[mpich-discuss] Poor scaling of MPI_WIN_CREATE?

Wed May 30 11:33:34 CDT 2012

Thanks all for your contributions. I have learnt that MPI_WIN_CREATE in general is an expensive routine and should be minimized where possible for scalability. I will try to cull the use of the routine before taking the last resort of dabbling in the dark arts of Cray's DMAPP library.

Thanks again,

Tim.

On May 30, 2012, at 12:28 PM, Jim Dinan wrote:

Hi Tim,

I would expect creation of a shared/one-sided memory segment to be
expensive on most systems (with a few exceptions, e.g.

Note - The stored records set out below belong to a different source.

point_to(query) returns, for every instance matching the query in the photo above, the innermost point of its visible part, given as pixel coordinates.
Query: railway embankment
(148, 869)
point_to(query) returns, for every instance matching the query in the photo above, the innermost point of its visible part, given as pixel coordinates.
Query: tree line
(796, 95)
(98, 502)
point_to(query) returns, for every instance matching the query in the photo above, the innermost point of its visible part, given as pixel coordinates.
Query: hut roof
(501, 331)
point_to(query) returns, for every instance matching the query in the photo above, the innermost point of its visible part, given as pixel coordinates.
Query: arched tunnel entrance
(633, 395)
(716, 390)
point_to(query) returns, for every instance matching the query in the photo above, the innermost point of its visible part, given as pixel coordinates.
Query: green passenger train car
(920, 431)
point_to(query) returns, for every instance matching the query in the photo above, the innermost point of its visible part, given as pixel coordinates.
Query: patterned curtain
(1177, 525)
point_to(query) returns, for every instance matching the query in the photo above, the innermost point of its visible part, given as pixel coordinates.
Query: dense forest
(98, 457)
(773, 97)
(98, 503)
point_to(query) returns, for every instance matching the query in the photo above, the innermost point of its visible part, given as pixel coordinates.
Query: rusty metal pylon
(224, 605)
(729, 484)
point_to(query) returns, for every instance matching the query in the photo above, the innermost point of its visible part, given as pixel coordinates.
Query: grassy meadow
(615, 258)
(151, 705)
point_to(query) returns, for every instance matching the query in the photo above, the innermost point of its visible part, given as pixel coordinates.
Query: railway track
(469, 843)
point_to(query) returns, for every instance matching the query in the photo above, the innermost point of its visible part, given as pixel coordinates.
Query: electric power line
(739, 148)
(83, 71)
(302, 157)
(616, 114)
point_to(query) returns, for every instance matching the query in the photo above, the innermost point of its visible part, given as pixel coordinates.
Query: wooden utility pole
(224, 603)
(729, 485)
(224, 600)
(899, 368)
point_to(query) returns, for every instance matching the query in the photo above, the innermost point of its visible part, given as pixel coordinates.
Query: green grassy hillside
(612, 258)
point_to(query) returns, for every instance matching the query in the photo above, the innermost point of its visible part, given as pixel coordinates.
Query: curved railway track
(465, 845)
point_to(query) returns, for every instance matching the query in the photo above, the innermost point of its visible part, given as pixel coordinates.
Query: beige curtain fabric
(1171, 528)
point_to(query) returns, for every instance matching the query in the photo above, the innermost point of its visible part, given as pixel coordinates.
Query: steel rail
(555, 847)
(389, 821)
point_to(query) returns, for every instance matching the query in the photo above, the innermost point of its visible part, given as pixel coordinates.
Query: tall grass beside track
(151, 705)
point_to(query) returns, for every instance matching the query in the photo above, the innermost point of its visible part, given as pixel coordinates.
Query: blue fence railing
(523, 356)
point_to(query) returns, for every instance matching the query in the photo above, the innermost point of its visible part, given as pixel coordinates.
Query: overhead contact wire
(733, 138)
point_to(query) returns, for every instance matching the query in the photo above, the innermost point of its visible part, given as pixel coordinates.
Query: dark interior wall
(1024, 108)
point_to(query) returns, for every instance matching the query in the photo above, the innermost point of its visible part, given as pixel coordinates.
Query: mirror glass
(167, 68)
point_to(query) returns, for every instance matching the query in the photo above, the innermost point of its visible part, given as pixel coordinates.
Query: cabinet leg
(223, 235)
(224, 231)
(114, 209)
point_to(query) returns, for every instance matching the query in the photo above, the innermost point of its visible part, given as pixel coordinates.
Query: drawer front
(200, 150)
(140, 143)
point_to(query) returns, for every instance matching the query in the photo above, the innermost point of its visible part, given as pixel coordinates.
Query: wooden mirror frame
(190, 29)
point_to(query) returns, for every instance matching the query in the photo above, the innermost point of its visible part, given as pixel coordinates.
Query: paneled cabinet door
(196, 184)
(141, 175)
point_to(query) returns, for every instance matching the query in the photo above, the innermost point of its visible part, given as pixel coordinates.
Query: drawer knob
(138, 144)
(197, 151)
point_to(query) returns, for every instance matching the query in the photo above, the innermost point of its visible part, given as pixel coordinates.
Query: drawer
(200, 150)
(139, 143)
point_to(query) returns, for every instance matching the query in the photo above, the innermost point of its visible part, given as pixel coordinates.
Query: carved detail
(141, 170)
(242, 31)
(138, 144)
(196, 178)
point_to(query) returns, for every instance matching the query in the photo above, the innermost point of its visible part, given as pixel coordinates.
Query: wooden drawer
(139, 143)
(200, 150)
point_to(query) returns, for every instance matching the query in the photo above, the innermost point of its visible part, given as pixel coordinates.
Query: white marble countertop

Cray DMAPP),
regardless of the one-sided communication library you use.  So, hoisting
this from the critical path would be a good change to make.

Cheers,
 ~Jim.

On 5/30/12 11:11 AM, Timothy Stitt wrote:
Jim,

The MPI_WIN_CREATE routine would definitely be called quite regularly. I
didn't realize the implementation of MPI_WIN_CREATE was so expensive, so
I might have been more liberal in my use of using the routine than
necessary i.e. I think I can definitely reuse the buffers since the
routine is called every iteration and the window size is constant for
all processes across each iteration.

Tim.

On May 30, 2012, at 12:03 PM, Jim Dinan wrote:

Hi Tim,

How often are you creating windows? As Jed mentioned, this is expected
to be fairly expensive and synchronizing on most systems. The Cray XE
has some special sauce that can make this cheap if you go through DMAPP
directly, but if you want your performance tuning to be portable, taking
window creation off the critical path would be a good change to make.

~Jim.

On 5/30/12 10:48 AM, Timothy Stitt wrote:
Thanks Jeff...you provided some good suggestions. I'll consult the DMAPP
documentation and also go back to the code to see if I can reuse window
buffers in some way.

Would you happen to have links to the DMAPP docs on-hand? I couldn't
seem to find any tutorials etc. after a quick browse.

Cheers,

Tim.

On May 30, 2012, at 11:40 AM, Jeff Hammond wrote:

If you don't care about portability, translating from MPI-2 RMA to
DMAPP is mostly trivial and you can eliminate collective window
creation altogether. However, I will note that my experience getting
MPI and DMAPP to inter-operate properly on XE6 (Hopper, in fact) was
terrible. And yes, I did everything the NERSC documentation and Cray
told me to do.

I wonder if you can reduce the time spent in MPI_WIN_CREATE by calling
it less often. Can you not allocate the window once and keep reusing
it? You might need to restructure your code to reuse the underlying
local buffers but that isn't that complicated in some cases.

Best,

Jeff

On Wed, May 30, 2012 at 10:36 AM, Jed Brown <jedbrown at mcs.anl.gov<mailto:jedbrown at mcs.anl.gov>
<mailto:jedbrown at mcs.anl.gov>
<mailto:jedbrown at mcs.anl.gov>> wrote:
On Wed, May 30, 2012 at 10:29 AM, Timothy Stitt
<Timothy.Stitt.9 at nd.edu<mailto:Timothy.Stitt.9 at nd.edu> <mailto:Timothy.Stitt.9 at nd.edu>
<mailto:Timothy.Stitt.9 at nd.edu>>
wrote:

Hi all,

I am currently trying to improve the scaling of a CFD code on some
Cray
machines at NERSC (I believe Cray systems leverage mpich2 for
their MPI
communications, hence the posting to this list) and I am running
into some
scalability issues with the MPI_WIN_CREATE() routine.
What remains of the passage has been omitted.